Published on: Monday, March 7, 2022

Today the Supreme Court decided Wooden v. United States, No. 20-5279 (S. Ct. March 7, 2022) soundly tossing out a sentencing enhancement for a Georgia man who was designated a “career criminal” based on his burglary convictions for breaking into a single mini-storage facility and stealing items from 10 separate storage units. Previous coverage available here and here.

Section 924(e) of the Armed Career Criminal Act required the court imposes a 15-year minimum sentence for illegal gun possession if a defendant has three or more prior convictions “committed on occasions different from one another.”

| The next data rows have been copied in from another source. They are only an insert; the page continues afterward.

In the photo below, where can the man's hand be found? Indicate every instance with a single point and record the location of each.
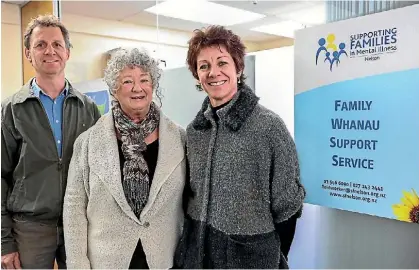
(11, 261)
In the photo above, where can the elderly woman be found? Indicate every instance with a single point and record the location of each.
(123, 203)
(244, 175)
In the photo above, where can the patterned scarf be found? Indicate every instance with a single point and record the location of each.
(135, 179)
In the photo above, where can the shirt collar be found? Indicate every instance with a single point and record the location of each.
(37, 90)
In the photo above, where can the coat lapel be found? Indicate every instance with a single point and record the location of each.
(105, 146)
(171, 153)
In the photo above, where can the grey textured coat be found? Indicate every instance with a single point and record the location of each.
(101, 230)
(244, 180)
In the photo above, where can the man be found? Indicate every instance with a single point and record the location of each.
(39, 126)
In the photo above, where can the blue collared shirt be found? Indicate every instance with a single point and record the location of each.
(54, 110)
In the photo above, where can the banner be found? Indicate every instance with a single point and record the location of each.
(96, 90)
(357, 113)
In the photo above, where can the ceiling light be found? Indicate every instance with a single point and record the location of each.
(204, 12)
(315, 15)
(284, 28)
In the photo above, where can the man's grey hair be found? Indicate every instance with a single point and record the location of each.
(45, 21)
(132, 57)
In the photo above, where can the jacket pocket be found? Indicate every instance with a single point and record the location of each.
(17, 191)
(251, 252)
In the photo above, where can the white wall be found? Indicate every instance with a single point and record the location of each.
(274, 82)
(11, 50)
(92, 38)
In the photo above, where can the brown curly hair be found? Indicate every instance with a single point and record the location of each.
(47, 20)
(215, 35)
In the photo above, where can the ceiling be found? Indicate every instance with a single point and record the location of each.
(133, 12)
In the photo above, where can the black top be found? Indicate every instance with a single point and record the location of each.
(138, 260)
(215, 109)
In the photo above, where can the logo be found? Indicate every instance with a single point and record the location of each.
(328, 53)
(371, 45)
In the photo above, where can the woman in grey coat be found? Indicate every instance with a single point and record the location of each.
(123, 203)
(244, 192)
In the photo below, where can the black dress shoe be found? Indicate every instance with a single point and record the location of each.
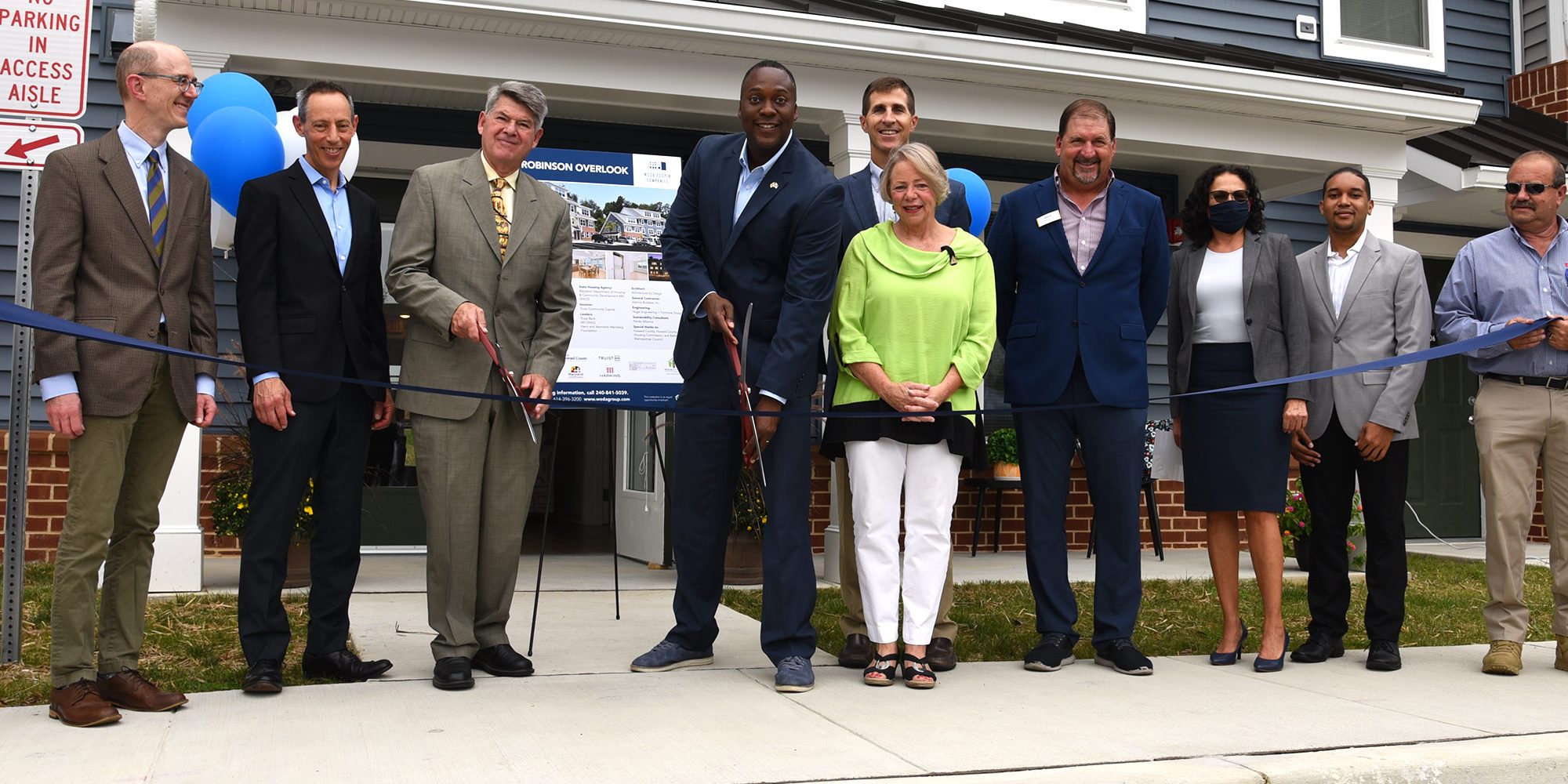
(1318, 648)
(1384, 656)
(857, 652)
(454, 673)
(264, 678)
(940, 655)
(503, 661)
(343, 666)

The issue was whether multiple criminal offenses committed in succession as part of a single crime spree occurred on different "occasions" for purposes of sentence enhancements under the Armed Career Criminal Act (ACCA). The Court was unanimous in concluding that a single crime spree is a single "occasion," even if it resulted in multiple convictions, but disagreed about how to get there.

“Wooden’s night of crime is a perfect case in point. His one-after-another-after-another burglary of ten units in a single storage facility occurred on one ‘occasion,’ under a natural construction of that term and consistent with the reason it became part of ACCA” the court wrote.

Courts should consider “a range of circumstances” in deciding whether crimes took place on a single occasion, the Supreme Court wrote. Among them are whether the offenses were close in time, part of an uninterrupted course of conduct and in the same place.

The government's interpretation of the law "can make someone a career offender in the space of a minute" and  the high court has in the past interpreted the word 'occasion' "to encompass multiple, temporally discrete offenses."

Federal prosecutors had initially requested a 21-month sentence but later argued that Mr. Wooden was a career criminal under the ACCA, saying each burglary charge counted as an occasion. Mr. Wooden was sentenced to 15 and a half years in prison on the gun charge by the trial court — about 14 years longer than the guidelines sentence had he not been subject to the statute.